Aleksandra Sokolowska of Validity Labs argued that in fact the properties of blockchain are precisely aligned with the idealised social norms of science.
And many of the projects presented at Blockchain for Science were aimed squarely at shifting scientific culture.
A key theme of the meeting, articulated by Akasha’s Martin Etzrodt, was the need to decentralize science.
DaMaHub’s Denis Parfenov talked about decentralized data storage.

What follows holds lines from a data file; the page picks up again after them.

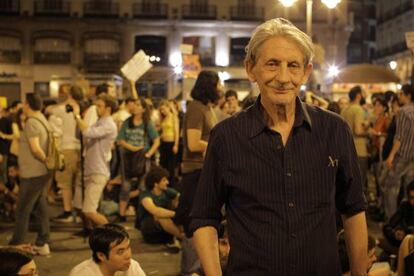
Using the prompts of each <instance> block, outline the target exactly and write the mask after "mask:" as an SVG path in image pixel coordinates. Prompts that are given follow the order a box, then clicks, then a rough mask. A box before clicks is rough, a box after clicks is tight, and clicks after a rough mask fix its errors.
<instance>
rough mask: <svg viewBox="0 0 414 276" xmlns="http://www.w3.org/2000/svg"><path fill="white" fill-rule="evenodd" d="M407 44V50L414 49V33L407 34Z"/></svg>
mask: <svg viewBox="0 0 414 276" xmlns="http://www.w3.org/2000/svg"><path fill="white" fill-rule="evenodd" d="M405 42H406V43H407V48H409V49H414V32H406V33H405Z"/></svg>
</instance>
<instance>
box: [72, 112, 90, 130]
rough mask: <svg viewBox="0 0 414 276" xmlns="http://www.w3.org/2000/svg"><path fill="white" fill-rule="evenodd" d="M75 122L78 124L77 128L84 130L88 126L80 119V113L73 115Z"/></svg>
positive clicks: (87, 125) (85, 128) (83, 120)
mask: <svg viewBox="0 0 414 276" xmlns="http://www.w3.org/2000/svg"><path fill="white" fill-rule="evenodd" d="M75 120H76V123H77V124H78V127H79V129H80V130H81V131H82V132H84V131H85V130H86V129H87V128H88V124H87V123H86V122H85V121H84V120H82V118H81V117H80V115H76V116H75Z"/></svg>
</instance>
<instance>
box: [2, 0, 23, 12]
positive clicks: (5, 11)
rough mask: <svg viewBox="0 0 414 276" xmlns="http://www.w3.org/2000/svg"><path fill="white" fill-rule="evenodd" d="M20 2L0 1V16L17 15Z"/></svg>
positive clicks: (4, 0)
mask: <svg viewBox="0 0 414 276" xmlns="http://www.w3.org/2000/svg"><path fill="white" fill-rule="evenodd" d="M19 14H20V1H19V0H1V1H0V15H19Z"/></svg>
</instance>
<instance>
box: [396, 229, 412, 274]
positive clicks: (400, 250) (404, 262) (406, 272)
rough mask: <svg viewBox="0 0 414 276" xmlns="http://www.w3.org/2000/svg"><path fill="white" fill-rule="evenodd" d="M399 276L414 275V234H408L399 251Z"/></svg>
mask: <svg viewBox="0 0 414 276" xmlns="http://www.w3.org/2000/svg"><path fill="white" fill-rule="evenodd" d="M397 275H398V276H406V275H407V276H408V275H414V235H407V236H406V237H405V238H404V240H403V242H402V243H401V246H400V251H399V253H398V267H397Z"/></svg>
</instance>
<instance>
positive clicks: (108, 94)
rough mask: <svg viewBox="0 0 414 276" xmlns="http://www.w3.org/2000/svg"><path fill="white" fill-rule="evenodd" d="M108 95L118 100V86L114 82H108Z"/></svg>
mask: <svg viewBox="0 0 414 276" xmlns="http://www.w3.org/2000/svg"><path fill="white" fill-rule="evenodd" d="M107 85H108V95H110V96H112V97H114V98H116V86H115V84H114V83H113V82H108V83H107Z"/></svg>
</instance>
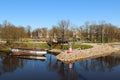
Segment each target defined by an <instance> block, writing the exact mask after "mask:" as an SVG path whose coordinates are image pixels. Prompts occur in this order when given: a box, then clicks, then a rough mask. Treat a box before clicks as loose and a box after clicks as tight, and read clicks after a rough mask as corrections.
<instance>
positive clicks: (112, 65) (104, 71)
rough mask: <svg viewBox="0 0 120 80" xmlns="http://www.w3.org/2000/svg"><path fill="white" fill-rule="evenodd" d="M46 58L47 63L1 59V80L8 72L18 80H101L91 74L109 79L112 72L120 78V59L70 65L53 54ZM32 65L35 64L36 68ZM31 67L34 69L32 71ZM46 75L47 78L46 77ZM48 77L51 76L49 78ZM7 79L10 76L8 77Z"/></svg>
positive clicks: (111, 59)
mask: <svg viewBox="0 0 120 80" xmlns="http://www.w3.org/2000/svg"><path fill="white" fill-rule="evenodd" d="M46 57H47V60H45V61H41V60H39V61H38V60H32V61H30V60H27V59H20V58H16V57H11V56H6V57H0V80H1V75H4V74H5V73H6V72H9V73H8V74H12V73H15V74H16V75H17V77H18V79H19V78H20V79H21V77H19V76H25V77H27V78H24V77H22V79H21V80H26V79H29V80H30V79H31V80H33V79H35V80H40V79H42V80H51V79H55V80H91V79H90V77H92V80H93V79H94V78H96V80H99V78H102V77H96V76H94V75H91V74H93V73H95V75H97V76H98V75H100V72H102V73H104V77H107V76H108V72H111V73H113V74H112V75H113V76H114V77H115V79H116V77H117V79H118V78H120V77H119V76H117V75H115V74H114V72H117V73H120V58H117V57H113V56H106V57H100V58H96V59H89V60H83V61H78V62H75V63H70V64H65V63H63V62H61V61H58V60H56V58H55V56H54V55H51V54H47V55H46ZM32 63H34V66H33V64H32ZM38 65H40V66H38ZM31 67H34V68H32V69H31ZM18 69H20V70H21V71H22V74H20V73H19V72H20V71H19V70H18ZM106 72H107V73H106ZM26 73H27V74H26ZM44 75H46V76H47V77H44ZM48 75H50V76H49V77H48ZM55 75H56V76H55ZM89 75H90V76H89ZM4 76H5V75H4ZM5 77H8V76H7V75H6V76H5ZM10 77H11V78H9V79H7V80H12V79H13V78H12V77H14V75H11V76H10ZM36 78H37V79H36ZM110 78H111V76H110V77H109V78H107V79H109V80H110ZM3 80H6V79H3Z"/></svg>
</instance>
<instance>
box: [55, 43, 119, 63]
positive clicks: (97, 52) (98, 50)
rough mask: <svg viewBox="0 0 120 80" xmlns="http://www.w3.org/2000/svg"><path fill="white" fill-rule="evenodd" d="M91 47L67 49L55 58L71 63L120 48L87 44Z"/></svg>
mask: <svg viewBox="0 0 120 80" xmlns="http://www.w3.org/2000/svg"><path fill="white" fill-rule="evenodd" d="M89 45H92V46H93V48H90V49H84V50H81V49H74V50H73V51H72V53H67V51H64V52H61V53H60V54H58V55H57V56H56V58H57V59H58V60H60V61H62V62H65V63H73V62H75V61H79V60H85V59H90V58H96V57H100V56H105V55H110V54H112V53H114V52H117V51H119V50H120V49H118V48H115V47H112V46H110V45H109V44H89Z"/></svg>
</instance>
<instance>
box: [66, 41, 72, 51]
mask: <svg viewBox="0 0 120 80" xmlns="http://www.w3.org/2000/svg"><path fill="white" fill-rule="evenodd" d="M67 52H68V53H72V45H71V43H69V49H68V51H67Z"/></svg>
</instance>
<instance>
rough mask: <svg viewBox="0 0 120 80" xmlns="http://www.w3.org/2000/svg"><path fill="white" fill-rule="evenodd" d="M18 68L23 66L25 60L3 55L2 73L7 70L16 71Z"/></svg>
mask: <svg viewBox="0 0 120 80" xmlns="http://www.w3.org/2000/svg"><path fill="white" fill-rule="evenodd" d="M17 68H23V60H20V59H18V58H16V57H12V58H11V57H10V56H7V57H1V60H0V75H2V74H3V73H5V72H14V71H15V70H16V69H17Z"/></svg>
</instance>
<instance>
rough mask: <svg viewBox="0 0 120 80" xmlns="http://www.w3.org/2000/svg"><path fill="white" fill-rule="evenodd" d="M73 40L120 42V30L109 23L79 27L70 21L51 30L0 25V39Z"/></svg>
mask: <svg viewBox="0 0 120 80" xmlns="http://www.w3.org/2000/svg"><path fill="white" fill-rule="evenodd" d="M66 36H67V38H72V39H76V40H77V39H79V40H82V41H90V42H101V43H103V42H113V41H119V40H120V28H119V27H117V26H114V25H112V24H109V23H105V22H103V23H99V24H95V23H94V24H89V23H88V22H86V23H85V24H84V25H83V26H80V27H77V26H74V25H72V24H71V23H70V21H66V20H62V21H60V22H59V23H58V24H57V25H53V26H52V28H51V29H50V30H48V29H47V28H46V27H43V28H38V29H35V30H33V31H31V27H30V26H27V27H23V26H15V25H13V24H10V23H8V22H7V21H4V22H3V24H0V38H1V39H4V40H7V41H10V40H14V41H16V40H20V39H23V38H57V37H61V38H64V37H66Z"/></svg>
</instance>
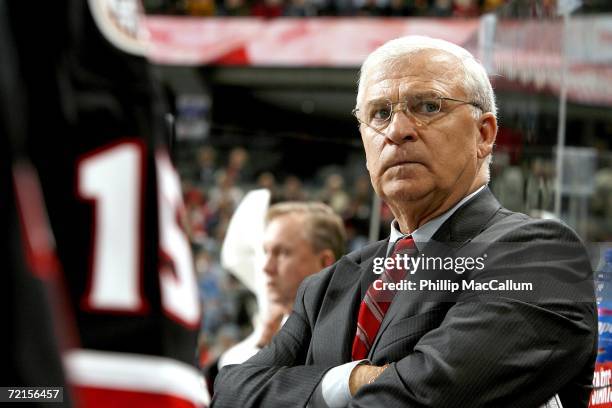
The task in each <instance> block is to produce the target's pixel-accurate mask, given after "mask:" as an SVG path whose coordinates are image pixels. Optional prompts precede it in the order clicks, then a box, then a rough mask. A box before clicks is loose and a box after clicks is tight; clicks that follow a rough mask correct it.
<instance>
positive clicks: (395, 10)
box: [389, 0, 415, 17]
mask: <svg viewBox="0 0 612 408" xmlns="http://www.w3.org/2000/svg"><path fill="white" fill-rule="evenodd" d="M414 13H415V9H414V4H413V1H412V0H391V1H390V3H389V15H390V16H394V17H399V16H412V15H413V14H414Z"/></svg>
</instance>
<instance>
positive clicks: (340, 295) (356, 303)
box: [311, 240, 388, 365]
mask: <svg viewBox="0 0 612 408" xmlns="http://www.w3.org/2000/svg"><path fill="white" fill-rule="evenodd" d="M387 242H388V241H387V240H385V241H380V242H378V243H376V244H373V245H372V246H371V247H370V248H369V249H366V250H364V252H363V254H362V259H361V260H360V262H359V263H356V262H354V261H352V260H351V259H350V258H349V257H343V258H342V259H341V260H340V261H339V263H338V265H337V267H336V270H335V272H334V274H333V276H332V278H331V281H330V283H329V286H328V289H327V292H326V293H325V296H324V298H323V304H322V305H321V310H320V312H319V316H318V318H317V323H316V325H315V329H314V332H313V338H314V339H317V341H314V342H313V343H312V350H311V351H312V357H313V359H314V361H319V362H322V363H324V364H329V365H340V364H343V363H346V362H347V361H351V347H352V345H353V338H354V337H355V331H356V328H357V311H358V310H359V304H360V303H361V299H362V298H363V295H362V293H363V294H365V291H366V290H367V289H368V286H369V285H370V282H372V281H373V280H374V276H376V275H374V273H373V272H372V268H373V264H374V258H375V257H378V256H383V257H384V256H385V252H386V248H387ZM330 335H331V337H330Z"/></svg>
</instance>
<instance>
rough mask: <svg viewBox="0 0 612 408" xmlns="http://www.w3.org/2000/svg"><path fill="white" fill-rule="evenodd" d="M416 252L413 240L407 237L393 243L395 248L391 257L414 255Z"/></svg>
mask: <svg viewBox="0 0 612 408" xmlns="http://www.w3.org/2000/svg"><path fill="white" fill-rule="evenodd" d="M415 252H416V244H415V243H414V239H413V238H412V237H411V236H410V235H409V236H407V237H403V238H400V239H398V240H397V241H395V247H394V248H393V255H395V254H408V255H414V253H415Z"/></svg>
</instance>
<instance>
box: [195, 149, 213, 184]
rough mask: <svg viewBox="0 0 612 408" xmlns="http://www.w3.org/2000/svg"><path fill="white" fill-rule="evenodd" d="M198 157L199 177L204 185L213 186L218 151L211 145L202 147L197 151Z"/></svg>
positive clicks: (200, 180) (198, 171)
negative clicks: (211, 145) (215, 162)
mask: <svg viewBox="0 0 612 408" xmlns="http://www.w3.org/2000/svg"><path fill="white" fill-rule="evenodd" d="M197 159H198V160H197V161H198V169H197V170H198V171H197V173H198V177H197V179H198V181H199V182H200V185H201V186H202V187H205V188H211V187H212V186H213V185H214V184H215V172H216V171H217V167H216V163H215V161H216V159H217V152H216V151H215V149H214V148H213V147H211V146H206V147H202V148H200V149H199V150H198V152H197Z"/></svg>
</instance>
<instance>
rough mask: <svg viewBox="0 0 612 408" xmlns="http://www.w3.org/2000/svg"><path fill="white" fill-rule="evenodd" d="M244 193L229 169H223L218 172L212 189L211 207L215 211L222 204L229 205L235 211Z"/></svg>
mask: <svg viewBox="0 0 612 408" xmlns="http://www.w3.org/2000/svg"><path fill="white" fill-rule="evenodd" d="M234 174H235V173H234ZM242 195H243V193H242V190H241V189H240V188H239V187H238V186H236V179H235V178H234V176H233V175H232V174H231V173H228V172H227V171H221V172H219V173H218V174H217V183H216V185H215V187H213V188H212V190H211V191H210V201H209V202H210V207H211V208H212V210H213V211H217V210H218V208H220V207H221V206H226V205H229V206H230V207H231V210H232V211H233V209H234V208H236V206H237V205H238V203H239V202H240V200H241V199H242Z"/></svg>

He argued that in today’s centralized systems, each data repository represents a single point of failure and control.
Roman Gonitel described Network of Knowledge which seeks to short-circuit the hierarchical information flows in science and instead allow peer to peer interaction between scientists.
Alex Shkor described the DEIP platform which aims to achieve decentralization through tokenising the different parts of science.
Philip Sandner described the potential advantages and challenges of tokenised research funding.
Paul Kohlhaas, founder of Molecule, introduced the concept of token bonding curves and how they could be applied to incentivise and accelerate the development of new pharmaceuticals.
Lawrence Rajendran spoke at length of the culture in academic publishing to only tell complete “stories”. He described the Science Matters platform which allows researchers to simply report interesting observations and he introduced the Eureka Token which aims to incentivise replications of these observations.
Massimiliano Picone provided a glimpse of the future with roboticised replication experiments controlled by smart contracts.
Finally, Yalda Mousavinia presented Space Decentral, a decentralized agency for citizen-powered space exploration.
A Cambrian explosion
Blockchain for Science was notable for the creativity and diversity of ideas.
As computational chemist Karmen Condic-Jurkic argued, the challenge for all these projects will be to ensure that the “cool tools” are built in consultation with the scientific community to ensure that they are actually used.
Mass adoption, added mathematician Ismail Khoffi, means that user experience has to be prioritised.
Not all of the ideas will prove viable. There may in some cases be better, non-blockchain solutions to the problems at hand. But as Lambert Heller argued, the way forward is to learn by doing — applying open science standards to blockchain development, experimenting openly and in public.
Blockchain may be a buzzword right now. But in truth, Jim Nasr argued, it’s just another bit of tech. Long-term success, he added, is when blockchain becomes invisible and ubiquitous. When researchers are using blockchain without even thinking about it.